The ATO focusses on tax risks associated with succession planning for privately owned and wealthy groups.

Last updated 21 May 2025

Succession planning transactions and arrangements

We focus on private groups that incorrectly recognise the tax consequences of transactions or structure to minimise or avoid tax when undertaking succession planning. This can be when you are preparing to sell a business or passing control or wealth to family members.

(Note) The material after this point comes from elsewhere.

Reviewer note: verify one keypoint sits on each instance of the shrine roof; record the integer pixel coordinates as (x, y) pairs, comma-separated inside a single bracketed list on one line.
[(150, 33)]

Situations that attract our attention include:

  • entities failing to recognise a capital gains tax (CGT) event happened where they have restructured or transferred an asset
  • entities incorrectly applying tax concessions or rollovers
  • entities adopting complex structures or entering into an arrangement to access tax concessions or rollovers that are not otherwise available
  • entities failing to review the pre-CGT status of assets after an event that affects the beneficial ownership of such assets
  • transferring wealth through loans, payments or forgiveness of debt and failing to consider the application of Division 7A
  • the use of trusts where
    • there are amendments to the trust deed, such as changes to the trustee or appointor, adding or removing beneficiaries and amending the vesting date
    • trusts have made family trust elections or interposed entity elections, and are distributing outside the family group
  • entities inappropriately using self-managed super funds to access a lower rate of tax.

Tax governance

We have seen evidence of private groups subject to unintended tax consequences because they do not have good tax governance in place. For example, when they:

  • do not put a succession plan in place
  • do not have documentation to support transactions and arrangements
  • fail to lodge returns on time.

To learn how to put a sound tax governance framework in place to help you manage tax issues, refer to our guidance on succession planning in our Tax governance guide for privately owned groups.